In the previous update we have seen how the Federal Reserve’s balance sheet grew in the last few years. Now let us look how this growth coincided with increases on the stock market:
When you look at the above graph it would seem almost gratuitous to ask if there is a relationship between the Dow Jones Industrial Average and the Fed’s balance sheet. You don’t need to be a technical analyst to see that there is indeed a relationship. Both grew at the same time, but this does not necessarily imply that the Fed is solely or even mostly responsible for the growth in the stock market. Nevertheless, its influence on the index can hardly be exaggerated. Part of the stock market’s growth may be due to natural market recovery, part caused by the interventionist policies (notice that the growth in the value of balance sheet is not associated with the growth with market value of assets, since they are not marked to market; that is the value of assets held is not adjusted to current market value like in the case of market institutions).
Why is this relevant? It tells us the strength of the dollar system, or actually the strength of the foundation upon which it stands. To put it technically – the economy needs investment demand to grow, or even more simply, it needs money to grow. The sources of that money can be various and the sustainability of growth depends on what those sources are. The best possible source of money to grow is to get money by saving it – that’s the natural capital accumulation, which allows the diversion of funds from pure consumption to financing investment activities. Another possible, but unsustainable way, is to have a bank credit expansion to finance growth through debt). This is what has happened after 2001, the economy grew because banks created massive amounts of credit.
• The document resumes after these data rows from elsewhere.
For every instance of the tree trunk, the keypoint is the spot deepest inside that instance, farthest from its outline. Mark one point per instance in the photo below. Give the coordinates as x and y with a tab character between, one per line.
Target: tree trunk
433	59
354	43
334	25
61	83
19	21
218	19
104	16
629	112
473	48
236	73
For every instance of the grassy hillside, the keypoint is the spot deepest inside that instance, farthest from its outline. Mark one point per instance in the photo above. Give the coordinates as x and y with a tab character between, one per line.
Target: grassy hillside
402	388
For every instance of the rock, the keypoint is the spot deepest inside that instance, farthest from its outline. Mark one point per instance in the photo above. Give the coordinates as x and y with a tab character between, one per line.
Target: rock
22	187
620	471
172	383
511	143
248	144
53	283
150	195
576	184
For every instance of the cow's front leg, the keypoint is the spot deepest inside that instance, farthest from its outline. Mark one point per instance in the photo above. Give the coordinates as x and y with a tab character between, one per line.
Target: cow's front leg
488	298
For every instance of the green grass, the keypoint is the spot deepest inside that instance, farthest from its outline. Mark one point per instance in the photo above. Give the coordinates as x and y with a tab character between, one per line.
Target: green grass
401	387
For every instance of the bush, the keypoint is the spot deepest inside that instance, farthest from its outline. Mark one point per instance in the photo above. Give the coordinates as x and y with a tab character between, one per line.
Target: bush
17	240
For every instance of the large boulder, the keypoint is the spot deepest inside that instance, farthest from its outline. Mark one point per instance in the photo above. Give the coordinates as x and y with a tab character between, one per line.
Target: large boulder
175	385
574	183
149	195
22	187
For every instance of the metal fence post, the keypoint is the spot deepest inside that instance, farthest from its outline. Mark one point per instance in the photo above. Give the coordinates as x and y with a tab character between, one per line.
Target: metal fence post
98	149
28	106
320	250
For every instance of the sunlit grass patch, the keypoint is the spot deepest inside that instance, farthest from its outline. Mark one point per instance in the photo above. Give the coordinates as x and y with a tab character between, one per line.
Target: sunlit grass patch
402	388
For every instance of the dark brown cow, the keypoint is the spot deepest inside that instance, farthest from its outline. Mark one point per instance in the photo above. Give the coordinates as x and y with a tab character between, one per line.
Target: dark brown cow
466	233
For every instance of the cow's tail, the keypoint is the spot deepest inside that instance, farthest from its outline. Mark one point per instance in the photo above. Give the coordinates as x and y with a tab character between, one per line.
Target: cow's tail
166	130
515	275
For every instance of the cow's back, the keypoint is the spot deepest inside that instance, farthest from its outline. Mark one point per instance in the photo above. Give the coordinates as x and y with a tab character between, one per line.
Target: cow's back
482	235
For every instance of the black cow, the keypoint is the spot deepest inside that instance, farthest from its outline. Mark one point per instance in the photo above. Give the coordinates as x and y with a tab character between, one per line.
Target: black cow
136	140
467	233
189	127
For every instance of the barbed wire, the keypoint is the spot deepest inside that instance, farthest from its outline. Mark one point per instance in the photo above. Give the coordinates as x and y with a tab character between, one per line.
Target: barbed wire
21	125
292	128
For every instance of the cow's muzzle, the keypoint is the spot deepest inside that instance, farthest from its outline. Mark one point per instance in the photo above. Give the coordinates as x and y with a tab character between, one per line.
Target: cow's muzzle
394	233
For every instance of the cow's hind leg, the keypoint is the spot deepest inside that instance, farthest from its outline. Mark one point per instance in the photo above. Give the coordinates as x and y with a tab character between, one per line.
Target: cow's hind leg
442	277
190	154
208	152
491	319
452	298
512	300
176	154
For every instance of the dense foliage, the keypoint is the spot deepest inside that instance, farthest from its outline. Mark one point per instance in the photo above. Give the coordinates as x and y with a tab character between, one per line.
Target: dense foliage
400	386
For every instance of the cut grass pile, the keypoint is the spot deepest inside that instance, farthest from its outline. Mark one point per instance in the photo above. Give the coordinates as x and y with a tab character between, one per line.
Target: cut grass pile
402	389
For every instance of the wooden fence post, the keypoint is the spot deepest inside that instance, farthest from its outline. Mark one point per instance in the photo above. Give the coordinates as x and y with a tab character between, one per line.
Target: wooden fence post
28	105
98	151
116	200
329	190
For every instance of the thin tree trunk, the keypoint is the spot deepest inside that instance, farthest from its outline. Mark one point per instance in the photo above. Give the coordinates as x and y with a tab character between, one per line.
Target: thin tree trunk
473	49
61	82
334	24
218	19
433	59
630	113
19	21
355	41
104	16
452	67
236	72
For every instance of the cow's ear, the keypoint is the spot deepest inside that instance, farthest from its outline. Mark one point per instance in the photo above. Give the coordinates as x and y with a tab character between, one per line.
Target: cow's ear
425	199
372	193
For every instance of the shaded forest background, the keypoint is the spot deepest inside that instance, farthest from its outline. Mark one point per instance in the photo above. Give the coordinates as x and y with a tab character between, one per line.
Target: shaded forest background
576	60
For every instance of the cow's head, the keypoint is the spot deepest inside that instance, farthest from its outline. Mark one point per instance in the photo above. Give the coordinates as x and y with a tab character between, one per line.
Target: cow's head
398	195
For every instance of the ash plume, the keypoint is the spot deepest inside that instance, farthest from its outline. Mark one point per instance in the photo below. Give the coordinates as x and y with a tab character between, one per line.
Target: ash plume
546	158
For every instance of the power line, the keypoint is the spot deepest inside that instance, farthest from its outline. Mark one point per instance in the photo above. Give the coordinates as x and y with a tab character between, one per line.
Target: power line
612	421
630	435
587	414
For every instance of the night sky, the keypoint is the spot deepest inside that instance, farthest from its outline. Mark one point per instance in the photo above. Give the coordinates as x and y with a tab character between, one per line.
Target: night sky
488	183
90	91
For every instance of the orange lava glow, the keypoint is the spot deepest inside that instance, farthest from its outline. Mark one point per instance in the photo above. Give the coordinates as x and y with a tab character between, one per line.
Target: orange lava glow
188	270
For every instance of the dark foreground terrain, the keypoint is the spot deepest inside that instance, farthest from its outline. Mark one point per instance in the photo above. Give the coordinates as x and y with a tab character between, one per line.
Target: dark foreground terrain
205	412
The end result of this bubble was predictable from the start to many. There was such huge amount of mal-investments that even the banks themselves got into trouble.
After such a downturn (let’s say that Lehman’s collapse in 2008 was the beginning of the downturn) we could move into phase two which consists of the government funding “growth” through both fiscal stimulus and monetary policy. We put quotation marks on the word “growth” because it is a very slow and often fictitious growth (usually the case with government-funded growth). This is why we can say that the dollar system is in trouble even if the dollar as currency is not doing badly at all in the currency markets. The economy grew, but not as a result of solid fundamentals, but due to the Fed’s interventionist policies. That is why gold kept on shining through that period.
Since the economy did not go into full-blown recovery, it is not surprising that the Fed did not back out from these interventionist practices. And the change at the helm should not change this trend either. We do not believe in a permanent (or at least truly sustainable) market recovery without market forces freely influencing the prices. As long as the Fed stays on its interventionist course, we have every reason to believe that gold remains a firm choice.